The University of Kentucky Public Relations & Strategic Communications Office provides a weekly health column available for use and reprint by news media. This week's column is by Alex Keeble, doctoral student in the UK Center for Muscle Biology; Jean Fry, registered dietitian and assistant professor in the UK College of Health Sciences Department of Athletic Training and Clinical Nutrition; and Julie Pendergast, assistant professor studying chronobiology in the UK College of Arts and Sciences.
LEXINGTON, Ky. (March 1, 2021) — It’s well known that the type of foods eaten impacts health. Research shows that a healthful diet is based on whole plant foods, like vegetables, fruits, whole grains and legumes. Healthful diets also limit trans fats, alcohol, processed grains, and sugary foods and beverages. Eating this way lowers the risk of cancer, diabetes, heart disease, and many other conditions. While studies show the health benefits of a high-quality diet, research also supports a role for timing, too.
Recently, scientists have studied a strategy called time-restricted feeding.
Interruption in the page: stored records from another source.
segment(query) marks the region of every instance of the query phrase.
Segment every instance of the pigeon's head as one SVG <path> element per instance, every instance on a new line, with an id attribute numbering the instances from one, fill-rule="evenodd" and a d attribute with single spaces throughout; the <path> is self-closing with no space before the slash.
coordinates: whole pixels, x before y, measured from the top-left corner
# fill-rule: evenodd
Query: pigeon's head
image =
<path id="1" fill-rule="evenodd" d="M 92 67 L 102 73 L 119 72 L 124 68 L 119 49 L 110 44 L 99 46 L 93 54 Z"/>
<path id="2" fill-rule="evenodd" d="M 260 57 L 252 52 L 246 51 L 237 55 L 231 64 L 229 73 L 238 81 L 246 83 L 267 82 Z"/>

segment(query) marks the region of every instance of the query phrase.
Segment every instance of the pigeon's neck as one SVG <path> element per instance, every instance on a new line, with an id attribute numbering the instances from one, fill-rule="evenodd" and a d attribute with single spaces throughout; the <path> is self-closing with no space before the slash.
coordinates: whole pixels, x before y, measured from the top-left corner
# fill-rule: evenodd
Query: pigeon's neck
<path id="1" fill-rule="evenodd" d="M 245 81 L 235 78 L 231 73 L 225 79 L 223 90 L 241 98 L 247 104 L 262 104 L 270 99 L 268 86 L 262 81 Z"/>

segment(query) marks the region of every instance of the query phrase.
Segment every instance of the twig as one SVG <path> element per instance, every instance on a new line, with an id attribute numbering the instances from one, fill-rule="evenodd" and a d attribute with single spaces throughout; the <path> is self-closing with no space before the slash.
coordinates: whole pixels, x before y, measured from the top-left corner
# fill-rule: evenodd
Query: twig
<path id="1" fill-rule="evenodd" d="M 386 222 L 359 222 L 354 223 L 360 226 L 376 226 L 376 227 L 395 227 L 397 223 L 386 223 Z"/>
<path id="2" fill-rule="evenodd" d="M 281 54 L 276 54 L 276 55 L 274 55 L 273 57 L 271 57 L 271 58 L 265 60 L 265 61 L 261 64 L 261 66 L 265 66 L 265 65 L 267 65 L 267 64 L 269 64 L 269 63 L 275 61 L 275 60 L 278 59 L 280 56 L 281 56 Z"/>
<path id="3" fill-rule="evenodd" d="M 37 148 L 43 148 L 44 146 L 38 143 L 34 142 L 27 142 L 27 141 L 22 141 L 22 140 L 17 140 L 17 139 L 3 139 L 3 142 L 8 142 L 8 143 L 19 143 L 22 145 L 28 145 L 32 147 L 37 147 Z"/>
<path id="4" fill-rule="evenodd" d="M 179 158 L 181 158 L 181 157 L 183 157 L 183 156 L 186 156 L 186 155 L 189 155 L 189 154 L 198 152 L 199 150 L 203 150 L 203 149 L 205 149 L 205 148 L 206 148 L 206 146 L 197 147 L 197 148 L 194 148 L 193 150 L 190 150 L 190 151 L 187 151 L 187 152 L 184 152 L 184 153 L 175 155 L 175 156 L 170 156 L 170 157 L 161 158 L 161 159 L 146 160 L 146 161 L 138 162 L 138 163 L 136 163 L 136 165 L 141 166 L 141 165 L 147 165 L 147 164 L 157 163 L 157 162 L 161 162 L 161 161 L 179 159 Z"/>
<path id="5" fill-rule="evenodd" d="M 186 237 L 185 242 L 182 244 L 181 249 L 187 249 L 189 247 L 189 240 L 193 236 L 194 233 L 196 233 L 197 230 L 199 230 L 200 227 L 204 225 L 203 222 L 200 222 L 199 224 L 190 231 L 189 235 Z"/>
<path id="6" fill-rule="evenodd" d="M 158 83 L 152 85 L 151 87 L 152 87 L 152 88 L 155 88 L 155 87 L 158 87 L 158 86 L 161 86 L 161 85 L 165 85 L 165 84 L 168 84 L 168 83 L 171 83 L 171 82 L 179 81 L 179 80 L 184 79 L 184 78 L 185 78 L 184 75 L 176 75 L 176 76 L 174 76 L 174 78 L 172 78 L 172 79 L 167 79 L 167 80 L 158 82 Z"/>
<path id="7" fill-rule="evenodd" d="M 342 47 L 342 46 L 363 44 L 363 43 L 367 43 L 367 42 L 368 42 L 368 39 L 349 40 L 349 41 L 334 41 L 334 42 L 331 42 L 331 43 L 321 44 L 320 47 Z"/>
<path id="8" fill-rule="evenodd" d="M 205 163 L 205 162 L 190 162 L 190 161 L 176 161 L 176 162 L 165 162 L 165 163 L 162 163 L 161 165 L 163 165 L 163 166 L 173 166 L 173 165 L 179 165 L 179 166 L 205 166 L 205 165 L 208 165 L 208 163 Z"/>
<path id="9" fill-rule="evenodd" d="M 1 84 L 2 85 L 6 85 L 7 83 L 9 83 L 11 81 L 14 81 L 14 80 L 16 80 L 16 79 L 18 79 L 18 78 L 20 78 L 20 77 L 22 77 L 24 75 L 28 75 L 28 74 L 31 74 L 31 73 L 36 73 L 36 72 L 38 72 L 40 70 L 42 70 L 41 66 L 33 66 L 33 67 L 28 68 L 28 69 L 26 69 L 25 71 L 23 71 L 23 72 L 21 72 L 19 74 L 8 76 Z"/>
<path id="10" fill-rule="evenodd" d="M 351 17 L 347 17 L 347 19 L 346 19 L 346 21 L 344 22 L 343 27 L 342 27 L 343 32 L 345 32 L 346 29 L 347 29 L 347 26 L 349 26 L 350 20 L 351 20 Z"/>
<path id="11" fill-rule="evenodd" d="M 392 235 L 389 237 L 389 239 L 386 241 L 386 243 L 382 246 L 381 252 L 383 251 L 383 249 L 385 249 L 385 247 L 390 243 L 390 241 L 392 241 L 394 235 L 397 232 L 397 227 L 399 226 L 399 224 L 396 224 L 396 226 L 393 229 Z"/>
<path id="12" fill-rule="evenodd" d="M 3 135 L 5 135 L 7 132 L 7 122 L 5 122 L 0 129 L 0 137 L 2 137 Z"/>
Using this approach, all daily eating is contained within a specific time window. For example, a recent study from the University of California-San Diego showed that when participants with metabolic disease reduced their eating window from more than 14 hours to 10 hours a day, without tracking calories, blood sugar was reduced.
Clinical studies have also shown that time-restricted feeding causes weight loss and improves “bad” LDL cholesterol and blood pressure. A study in fruit flies also showed that time-restricted feeding increases longevity. Time-restricted feeding has the potential to improve overall health and longevity.
Other research shows that your body’s natural circadian (timing) rhythms also affect health. For example, some people naturally are early risers and others like the nighttime. Forcing night owls to do things early in the morning and vice versa can have harmful effects on health. Interrupting natural rhythms can affect metabolism, hunger, and behavior, leading to negative health outcomes like increased risk of obesity and cancer.
Early evidence supports that lifestyle timing is important, and suggests that limiting eating to an approximately 8-10 hour window may promote better health. Before making big changes to your eating or lifestyle habits, it’s important to consider how changes will fit into your daily routine in the long-term. Eating has cultural and social importance. Further, there is little known about how time-restricted feeding affects metabolically healthy or physically active people.
It’s also critical to ensure your information comes from the right place. A lot of advice given on social media platforms may not be evidence-based, so consultation with your physician and a registered dietitian is important. Incorrect use of a time-restricted diet could promote an unhealthy relationship with food or disordered eating patterns.